Have you ever seen poverty before?” my friend Danny said, staring out from the tuk-tuk as we arrived at the familiar hubbub of Boeung Keng Kong market.
Before I could reply he slung a tattooed arm around my shoulder and squeezed my arm.
“I have ,” he said. “On the way to the Killing Fields.” He proceeded to riff on the complicated dynamics of Phnom Penh, where he had spent all of two days.
I’d spent the past week with Danny – or Danoo, as he bizarrely insisted Cambodians call him because he thought it sounded more Khmer – and had now got a hang of his body language: “Don’t speak, babe,” his arm-squeeze said. “Let me continue my pithy commentary. I’m the teacher – you, the student.”
Too tired to start up again, I muttered to myself and slunk back into the musky softness of his Beer Lao T-shirt.
Fortunately, Danoo was impervious to eye-rolls and sarcasm – tools of the trade for an impatient cynic like me – so I could discretely let off steam while the next daft thing popped out of his mouth.
Why was I in a tuk-tuk with this know-it-all backpacker, accepting his shoulder squeezes?
We had met just before I was about to leave my home country to settle here – a classic mutual rebound: much sex and blinkered lust, each caught up with how different the other was to our ex.
We parted on the promise that he would visit me in Cambodia.
Four months later, not only had I agreed to put him up in my home in Phnom Penh, I had tacitly agreed to have sex with him for the duration of his stay – or so I worried in the days before he arrived.
When he finally did turn up at my door, surprisingly light of luggage and brimming with travelling stories, I was filled with a sinking feeling: the attraction had died, on my part at least.
“Hey,” he said casually, and unpacked his bag to fish out a gift. It was a box of organic muesli, minus a bowlful or two.
“I had some this morning,” he explained.
To avoid a one-on-one dinner, that night I organised a group dinner in haste with two male Khmer friends, and an Australian girlfriend. The chance to socialise with local guys sent my guest into overdrive and he spent the evening as Danoo, laughing boisterously with them and turning occasionally to rub my leg and explain what his new buddies were saying, as though we were speaking a different language.
By the end of the night, Danoo told me he’d found his “Cambodian brothers.” I glared at my friends.

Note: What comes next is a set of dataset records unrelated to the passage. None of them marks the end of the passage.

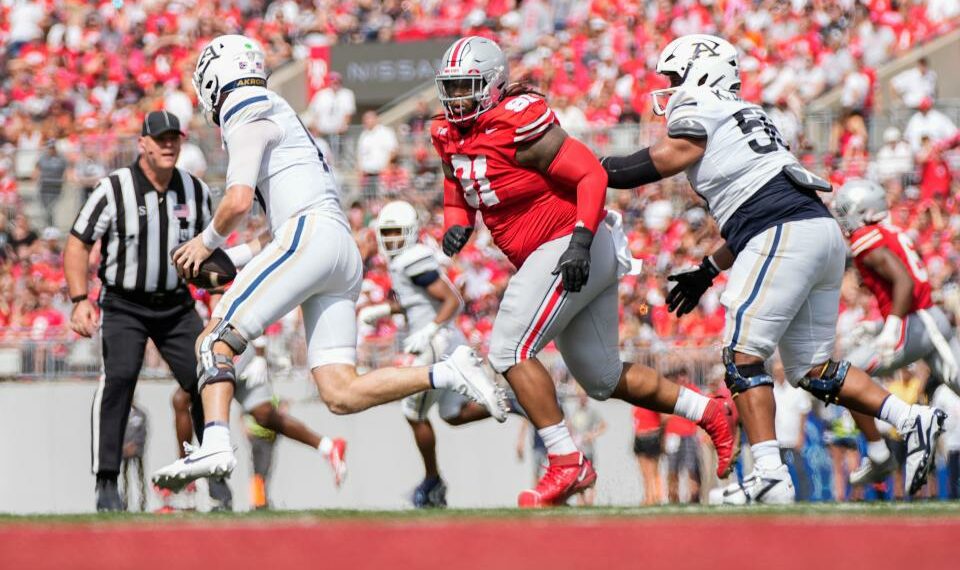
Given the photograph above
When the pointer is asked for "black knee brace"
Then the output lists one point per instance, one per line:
(742, 378)
(826, 386)
(213, 367)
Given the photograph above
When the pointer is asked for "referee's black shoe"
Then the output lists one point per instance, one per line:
(108, 495)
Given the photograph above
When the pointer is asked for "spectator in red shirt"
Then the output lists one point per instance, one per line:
(647, 447)
(681, 443)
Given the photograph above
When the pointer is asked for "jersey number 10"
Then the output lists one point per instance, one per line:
(472, 173)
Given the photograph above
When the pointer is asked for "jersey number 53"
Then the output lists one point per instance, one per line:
(472, 173)
(752, 120)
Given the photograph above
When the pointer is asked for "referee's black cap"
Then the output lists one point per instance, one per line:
(158, 122)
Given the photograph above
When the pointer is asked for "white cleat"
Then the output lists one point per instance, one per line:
(921, 431)
(476, 384)
(198, 463)
(772, 487)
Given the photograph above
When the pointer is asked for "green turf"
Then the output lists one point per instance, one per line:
(948, 510)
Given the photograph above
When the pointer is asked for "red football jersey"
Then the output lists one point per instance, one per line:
(869, 238)
(522, 208)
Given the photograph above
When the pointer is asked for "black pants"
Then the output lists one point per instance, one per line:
(126, 328)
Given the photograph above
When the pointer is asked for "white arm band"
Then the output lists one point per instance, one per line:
(240, 255)
(211, 238)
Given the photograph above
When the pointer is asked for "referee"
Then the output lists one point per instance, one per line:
(139, 214)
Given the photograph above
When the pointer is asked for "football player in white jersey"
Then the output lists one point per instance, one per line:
(310, 261)
(430, 304)
(785, 253)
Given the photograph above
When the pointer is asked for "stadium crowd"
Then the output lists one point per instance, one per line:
(78, 77)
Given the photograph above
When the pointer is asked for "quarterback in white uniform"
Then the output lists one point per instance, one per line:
(785, 253)
(430, 304)
(310, 261)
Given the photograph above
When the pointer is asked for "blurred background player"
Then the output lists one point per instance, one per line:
(914, 328)
(785, 252)
(430, 303)
(586, 425)
(541, 194)
(312, 262)
(255, 395)
(793, 408)
(647, 446)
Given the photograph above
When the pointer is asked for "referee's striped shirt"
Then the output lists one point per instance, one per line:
(138, 226)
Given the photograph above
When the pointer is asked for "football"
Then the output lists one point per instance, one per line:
(216, 271)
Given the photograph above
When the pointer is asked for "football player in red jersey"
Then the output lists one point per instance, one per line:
(541, 194)
(914, 328)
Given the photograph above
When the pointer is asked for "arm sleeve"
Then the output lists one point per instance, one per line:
(456, 211)
(95, 216)
(528, 118)
(576, 167)
(246, 144)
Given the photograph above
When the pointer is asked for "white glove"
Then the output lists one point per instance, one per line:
(419, 341)
(373, 313)
(888, 342)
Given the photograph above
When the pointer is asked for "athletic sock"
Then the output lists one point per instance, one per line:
(557, 439)
(766, 455)
(216, 435)
(690, 404)
(443, 375)
(877, 451)
(894, 411)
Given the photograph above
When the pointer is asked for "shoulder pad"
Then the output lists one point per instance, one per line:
(524, 118)
(245, 105)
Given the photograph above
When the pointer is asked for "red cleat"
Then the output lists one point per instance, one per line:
(566, 475)
(720, 422)
(338, 460)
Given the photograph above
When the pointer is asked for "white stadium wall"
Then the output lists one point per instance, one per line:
(45, 453)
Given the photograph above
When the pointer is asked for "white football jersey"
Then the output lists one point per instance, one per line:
(294, 177)
(744, 149)
(420, 306)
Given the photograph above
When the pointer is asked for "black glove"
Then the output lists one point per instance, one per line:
(691, 285)
(574, 264)
(455, 238)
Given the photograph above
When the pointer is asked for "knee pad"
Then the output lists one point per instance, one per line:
(213, 367)
(826, 386)
(742, 378)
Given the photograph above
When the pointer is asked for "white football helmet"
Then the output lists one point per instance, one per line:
(226, 63)
(398, 215)
(858, 203)
(697, 60)
(473, 69)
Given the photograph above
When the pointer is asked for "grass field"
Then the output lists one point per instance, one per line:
(903, 535)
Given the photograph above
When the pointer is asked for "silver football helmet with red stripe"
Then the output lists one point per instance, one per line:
(859, 202)
(472, 78)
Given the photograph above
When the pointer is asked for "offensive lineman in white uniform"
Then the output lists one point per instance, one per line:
(785, 251)
(430, 303)
(311, 261)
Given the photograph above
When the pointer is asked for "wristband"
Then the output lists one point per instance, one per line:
(211, 239)
(240, 255)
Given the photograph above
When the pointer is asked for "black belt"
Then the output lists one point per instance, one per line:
(153, 299)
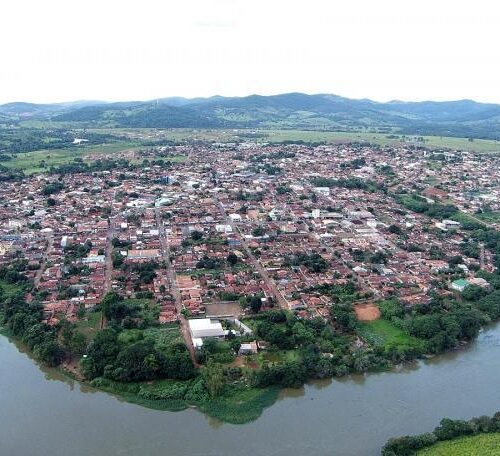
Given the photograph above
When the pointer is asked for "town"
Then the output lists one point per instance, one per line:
(244, 251)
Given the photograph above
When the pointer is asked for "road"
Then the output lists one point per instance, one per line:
(39, 272)
(278, 296)
(108, 274)
(173, 286)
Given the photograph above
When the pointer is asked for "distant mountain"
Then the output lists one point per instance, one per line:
(465, 118)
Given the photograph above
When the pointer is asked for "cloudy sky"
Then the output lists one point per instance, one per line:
(60, 50)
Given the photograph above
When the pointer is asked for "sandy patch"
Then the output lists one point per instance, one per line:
(367, 312)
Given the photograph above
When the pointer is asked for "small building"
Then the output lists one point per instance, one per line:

As we lay in bed that night a tentative hand that made its way across the sheets. I cringed into the pillow.
“You’re tired,” he explained out loud in the dark, and rolled over to sleep.
Days passed without my guest ever asking me a single question about my life in Cambodia. His disinterest in anything I had to say was so apparent that I took to saying ridiculous things if he did appear to be listening to me.
“Sihanoukville’s an undiscovered gem,” I told him one morning. “You should go there next.”
On what was to be the last of our sexless nights together, I relented and decided to see if there was any spark of passion there.
No, there was not.
“Aren’t you attracted to me?” he asked.
“No, I’m sorry – I’m not and I won’t be again.”
“I knew it,” he said. It occurred to me that all my eye-rolling had not in fact bypassed him but merely confused him. Before he left for the bus to Sihanoukville, he kissed me sadly goodbye and grabbed his muesli from my kitchen.
“I thought that was a gift,” I said.
“Well, I thought you were different,” he replied.